Aave is not only important for DeFi. It is the largest lending protocol in the sector by far, with over $50 billion in assets deposited in its markets. It’s a balance sheet that would place it roughly in the top 50 U.S. banks by assets if it were a traditional institution.
Stani Kulechov, founder of Aave and developer of Aave Labs, has a simple version of what he’s building: “Aave will be the backbone of the entire credit,” he said. Not just leverage for cryptocurrency traders, but also mortgages, credit cards, consumer and corporate loans, and even sovereign debt, with DeFi running quietly in the background.

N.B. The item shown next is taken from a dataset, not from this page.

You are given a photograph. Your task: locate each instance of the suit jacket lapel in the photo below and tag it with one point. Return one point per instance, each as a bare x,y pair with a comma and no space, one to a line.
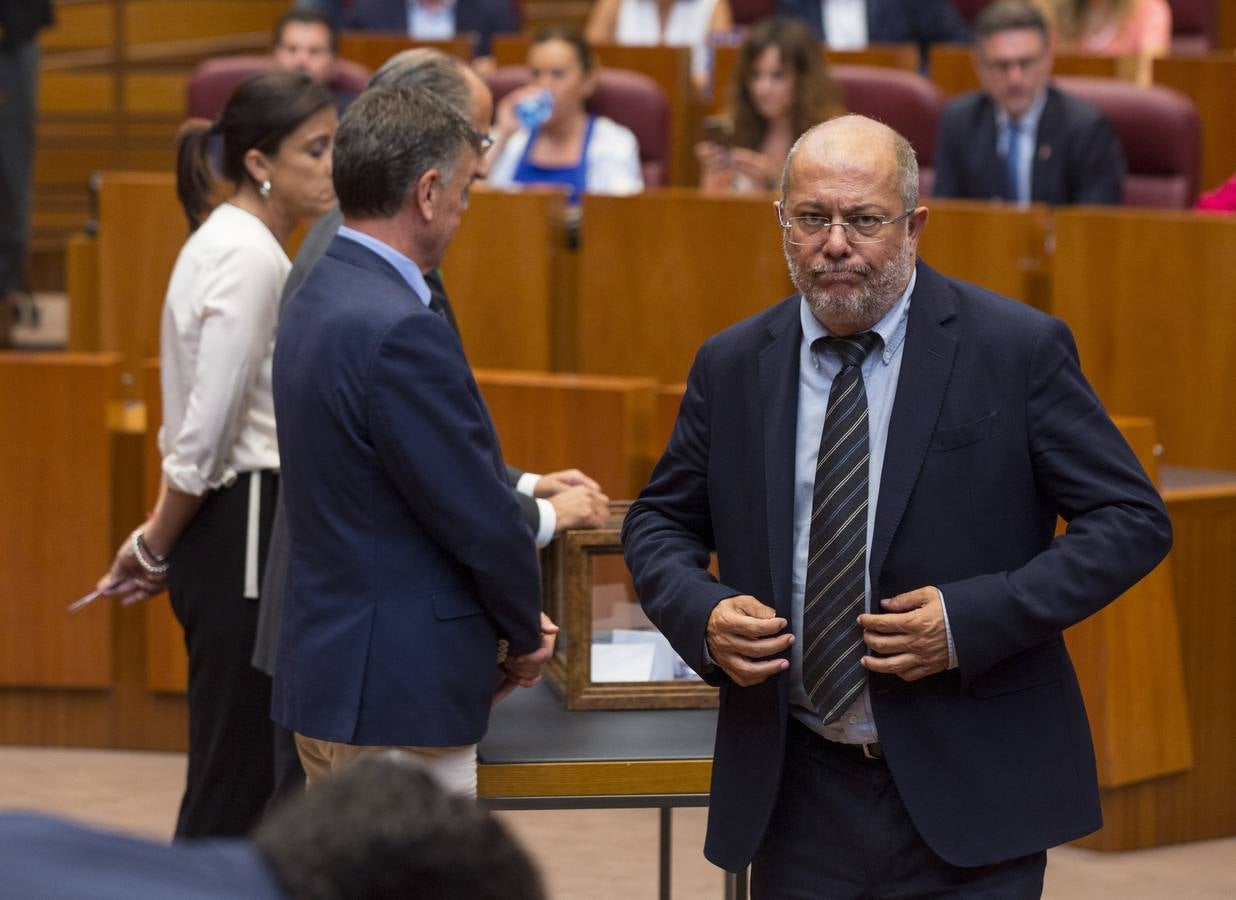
779,406
1047,161
925,372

The road there runs on two lanes. On the consumer side, the upcoming Aave app, now listed in Apple’s App Store, aims to become a savings account for average investors. Users see an interface closer to that of a neobank; Under the hood, deposits are funneled into Aave’s on-chain lending markets – a textbook “DeFi mullet” game where a familiar Web2 interface masks the complex blockchain and DeFi engine on the back end.
Then, there is the institutional side and the burgeoning real-world tokenized asset space. Aave’s Horizon, which debuted in August, offers regulated players a marketplace to borrow stablecoins on their tokenized assets 24/7 while staying within compliance lines. It has grown to a roughly $600 million fund despite the cryptocurrency headwinds of recent months.
As the world is migrating to chain and traditional financial rails and blockchain rails become increasingly intertwined, Aave is positioned to sit near the center of that flow.